I'm looking for the right notation for features from different types. Let us say that my samples as $m$ features that can be modeled with $X_1,...,X_m$. The features Don't share the same distribution (i.e. some categorical, some numerical, etc.). Therefore, while $X_i$ might be a continuous random variable, $X_j$ could be a discrete random variable.

Now, given a data sample $x=(x_1,...,x_m)$, I want to talk about the probability, for example, $P(X_k=x_k)<c$. But $X_k$ might be a continuous variable (i.e. the height of a person). Therefore, $P(X_k=x_k)$ will always be zero. However, it can also be a discrete variable (i.e. categorical feature or number of kids).

I'm looking for a notation that is equivalent to $P(X_k=x_k)$ but can work for both continuous and discrete random variables.

Yael M
  • 41
  • 2

3 Answers3

0

There isn’t one, and there should not be. Continuous variables having zero probability for every value is a feature, not a bug.

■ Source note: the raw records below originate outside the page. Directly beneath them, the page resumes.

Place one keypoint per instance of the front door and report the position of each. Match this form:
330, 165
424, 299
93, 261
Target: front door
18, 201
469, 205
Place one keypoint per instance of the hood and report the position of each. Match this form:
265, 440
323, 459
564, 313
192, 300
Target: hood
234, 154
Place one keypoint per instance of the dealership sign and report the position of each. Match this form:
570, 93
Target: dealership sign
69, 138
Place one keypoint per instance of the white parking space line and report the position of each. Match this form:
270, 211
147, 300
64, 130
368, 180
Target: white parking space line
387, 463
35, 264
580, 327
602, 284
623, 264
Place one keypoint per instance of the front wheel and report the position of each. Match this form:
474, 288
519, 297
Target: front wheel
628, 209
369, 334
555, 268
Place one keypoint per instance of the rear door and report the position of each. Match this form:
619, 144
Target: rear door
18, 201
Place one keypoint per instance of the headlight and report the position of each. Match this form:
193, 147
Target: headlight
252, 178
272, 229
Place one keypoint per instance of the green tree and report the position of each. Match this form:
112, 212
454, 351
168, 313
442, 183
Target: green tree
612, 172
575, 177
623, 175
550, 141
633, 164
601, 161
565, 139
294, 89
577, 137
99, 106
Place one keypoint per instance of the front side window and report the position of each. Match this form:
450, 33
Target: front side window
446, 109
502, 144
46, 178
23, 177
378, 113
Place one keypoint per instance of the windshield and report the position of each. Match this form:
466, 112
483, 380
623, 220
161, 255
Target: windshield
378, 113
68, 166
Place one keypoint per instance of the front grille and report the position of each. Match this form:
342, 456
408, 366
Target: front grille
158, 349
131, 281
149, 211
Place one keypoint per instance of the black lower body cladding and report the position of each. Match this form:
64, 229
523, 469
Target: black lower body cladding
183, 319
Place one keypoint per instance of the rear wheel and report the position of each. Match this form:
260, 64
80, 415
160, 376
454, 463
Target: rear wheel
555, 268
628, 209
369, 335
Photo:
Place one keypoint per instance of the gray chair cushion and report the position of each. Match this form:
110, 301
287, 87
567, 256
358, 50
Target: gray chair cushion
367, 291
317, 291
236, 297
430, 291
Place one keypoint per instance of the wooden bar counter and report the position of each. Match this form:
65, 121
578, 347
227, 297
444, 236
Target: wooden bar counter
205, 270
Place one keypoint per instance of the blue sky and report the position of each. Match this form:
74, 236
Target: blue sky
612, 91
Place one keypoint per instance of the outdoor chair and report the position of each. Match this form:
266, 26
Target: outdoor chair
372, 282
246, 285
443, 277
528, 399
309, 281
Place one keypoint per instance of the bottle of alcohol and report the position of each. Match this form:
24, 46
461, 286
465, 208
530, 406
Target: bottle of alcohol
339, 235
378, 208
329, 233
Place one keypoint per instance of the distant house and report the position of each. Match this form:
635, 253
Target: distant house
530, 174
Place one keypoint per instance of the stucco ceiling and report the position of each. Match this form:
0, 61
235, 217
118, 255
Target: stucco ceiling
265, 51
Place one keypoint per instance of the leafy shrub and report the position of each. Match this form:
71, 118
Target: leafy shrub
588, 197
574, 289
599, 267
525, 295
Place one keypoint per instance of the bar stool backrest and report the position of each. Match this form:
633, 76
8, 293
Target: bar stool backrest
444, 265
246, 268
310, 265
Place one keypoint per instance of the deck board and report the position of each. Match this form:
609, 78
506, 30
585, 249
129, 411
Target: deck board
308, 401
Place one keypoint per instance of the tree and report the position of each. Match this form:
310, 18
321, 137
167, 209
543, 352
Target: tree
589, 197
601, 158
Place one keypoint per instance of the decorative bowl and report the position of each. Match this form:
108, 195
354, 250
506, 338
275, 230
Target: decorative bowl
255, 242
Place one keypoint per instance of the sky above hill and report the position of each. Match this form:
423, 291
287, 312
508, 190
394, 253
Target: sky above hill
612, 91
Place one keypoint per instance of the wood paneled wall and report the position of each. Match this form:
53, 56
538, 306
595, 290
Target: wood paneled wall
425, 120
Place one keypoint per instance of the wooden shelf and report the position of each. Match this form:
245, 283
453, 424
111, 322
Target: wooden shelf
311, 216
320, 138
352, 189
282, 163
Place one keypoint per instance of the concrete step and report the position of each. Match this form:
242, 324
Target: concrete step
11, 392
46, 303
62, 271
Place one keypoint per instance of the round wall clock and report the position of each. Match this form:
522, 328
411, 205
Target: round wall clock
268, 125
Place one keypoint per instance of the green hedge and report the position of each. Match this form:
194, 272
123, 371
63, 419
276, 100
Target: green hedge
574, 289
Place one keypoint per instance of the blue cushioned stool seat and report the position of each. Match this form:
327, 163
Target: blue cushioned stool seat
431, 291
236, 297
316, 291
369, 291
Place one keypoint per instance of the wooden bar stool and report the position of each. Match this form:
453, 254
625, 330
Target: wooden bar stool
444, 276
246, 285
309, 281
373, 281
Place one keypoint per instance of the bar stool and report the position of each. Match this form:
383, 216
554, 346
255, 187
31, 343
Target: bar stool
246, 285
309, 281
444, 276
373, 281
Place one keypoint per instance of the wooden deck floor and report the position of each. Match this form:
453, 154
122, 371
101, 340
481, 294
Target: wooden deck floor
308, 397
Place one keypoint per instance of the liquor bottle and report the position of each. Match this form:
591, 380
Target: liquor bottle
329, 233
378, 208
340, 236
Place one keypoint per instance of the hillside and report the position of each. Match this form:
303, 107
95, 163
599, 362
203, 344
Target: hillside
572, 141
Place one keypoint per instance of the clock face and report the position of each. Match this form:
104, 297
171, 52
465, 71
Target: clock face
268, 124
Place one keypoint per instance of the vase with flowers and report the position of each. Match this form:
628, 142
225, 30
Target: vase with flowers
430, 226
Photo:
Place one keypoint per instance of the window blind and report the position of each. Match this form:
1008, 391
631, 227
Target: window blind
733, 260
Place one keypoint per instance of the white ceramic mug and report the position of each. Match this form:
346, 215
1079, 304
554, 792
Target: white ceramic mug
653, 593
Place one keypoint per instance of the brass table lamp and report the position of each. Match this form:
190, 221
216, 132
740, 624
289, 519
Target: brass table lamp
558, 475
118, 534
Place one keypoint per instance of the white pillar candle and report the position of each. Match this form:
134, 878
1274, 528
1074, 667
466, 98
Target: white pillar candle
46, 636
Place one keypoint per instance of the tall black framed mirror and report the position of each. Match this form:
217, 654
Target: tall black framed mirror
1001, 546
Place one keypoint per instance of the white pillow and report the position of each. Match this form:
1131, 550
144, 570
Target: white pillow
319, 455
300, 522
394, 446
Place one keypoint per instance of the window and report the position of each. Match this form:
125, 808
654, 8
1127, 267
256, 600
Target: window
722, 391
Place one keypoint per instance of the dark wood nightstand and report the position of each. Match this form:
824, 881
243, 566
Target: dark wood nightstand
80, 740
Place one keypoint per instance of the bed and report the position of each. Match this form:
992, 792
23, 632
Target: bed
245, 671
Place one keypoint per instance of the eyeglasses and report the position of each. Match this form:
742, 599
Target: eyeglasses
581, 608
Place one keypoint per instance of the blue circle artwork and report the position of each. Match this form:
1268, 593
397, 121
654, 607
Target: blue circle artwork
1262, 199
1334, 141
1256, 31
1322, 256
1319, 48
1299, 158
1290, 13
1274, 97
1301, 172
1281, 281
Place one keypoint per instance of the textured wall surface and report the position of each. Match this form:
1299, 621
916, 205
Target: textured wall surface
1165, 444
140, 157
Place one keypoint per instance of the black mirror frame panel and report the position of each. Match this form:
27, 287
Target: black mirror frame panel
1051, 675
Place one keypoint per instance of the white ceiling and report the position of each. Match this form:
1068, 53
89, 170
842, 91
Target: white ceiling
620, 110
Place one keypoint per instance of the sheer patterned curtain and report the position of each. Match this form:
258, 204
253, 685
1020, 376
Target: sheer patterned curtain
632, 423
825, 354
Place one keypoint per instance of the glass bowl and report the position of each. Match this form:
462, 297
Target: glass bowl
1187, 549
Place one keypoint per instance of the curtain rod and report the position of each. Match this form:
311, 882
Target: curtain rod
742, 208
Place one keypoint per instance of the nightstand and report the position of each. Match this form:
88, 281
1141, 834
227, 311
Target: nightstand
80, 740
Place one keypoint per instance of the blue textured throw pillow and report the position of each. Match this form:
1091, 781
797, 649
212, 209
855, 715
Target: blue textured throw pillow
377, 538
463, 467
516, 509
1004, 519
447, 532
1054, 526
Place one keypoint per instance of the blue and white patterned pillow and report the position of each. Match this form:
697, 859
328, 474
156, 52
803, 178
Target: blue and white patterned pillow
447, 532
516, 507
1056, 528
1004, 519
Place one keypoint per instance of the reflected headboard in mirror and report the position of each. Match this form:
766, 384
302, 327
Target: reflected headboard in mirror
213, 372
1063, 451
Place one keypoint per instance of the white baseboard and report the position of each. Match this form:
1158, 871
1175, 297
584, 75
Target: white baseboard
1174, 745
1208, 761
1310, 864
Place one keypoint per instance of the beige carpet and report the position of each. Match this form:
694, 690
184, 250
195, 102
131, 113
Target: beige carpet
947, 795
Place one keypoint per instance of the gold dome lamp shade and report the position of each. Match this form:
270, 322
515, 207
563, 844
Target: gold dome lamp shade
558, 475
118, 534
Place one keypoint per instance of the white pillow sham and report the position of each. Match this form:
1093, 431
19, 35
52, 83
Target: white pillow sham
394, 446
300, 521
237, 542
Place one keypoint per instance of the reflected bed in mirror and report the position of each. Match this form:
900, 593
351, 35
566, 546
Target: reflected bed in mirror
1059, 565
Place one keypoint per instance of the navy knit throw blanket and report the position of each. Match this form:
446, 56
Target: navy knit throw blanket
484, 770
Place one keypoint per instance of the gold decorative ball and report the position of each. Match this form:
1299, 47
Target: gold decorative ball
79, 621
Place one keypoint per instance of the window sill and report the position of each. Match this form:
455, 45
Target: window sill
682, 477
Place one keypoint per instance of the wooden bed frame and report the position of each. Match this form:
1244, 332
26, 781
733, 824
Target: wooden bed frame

You might, however, be interested in likelihood, which has a different technical meaning in statistics. Note, however, that likelihood can exceed $1$.

Dave
  • 3,841
  • 1
  • 8
  • 23
0

As far as I am concerned, there is no distinction between a continuous and a discrete variable when it comes to notation. So $P(X_k=x_k)$ is perfectly fine for either.

Valentin Calomme
  • 5,396
  • 3
  • 20
  • 49
  • To my knowledge, if $X$ is a continuous variable then for each constant $c$, $P(X=c)=0$. Instead of constants, we should talk about intervals and measure the probability using a probability density function. – Yael M May 27 '20 at 11:46
0

Maybe relying on set notation would work?

$P(X_k \in s_k)$ where:

  • $s_k = \{ x_k \}$ if $X_k$ is discrete
  • $s_k = [ x_k-\epsilon , x_k+\epsilon]$ if $X_k$ is continuous
Erwan
  • 24,823
  • 3
  • 13
  • 34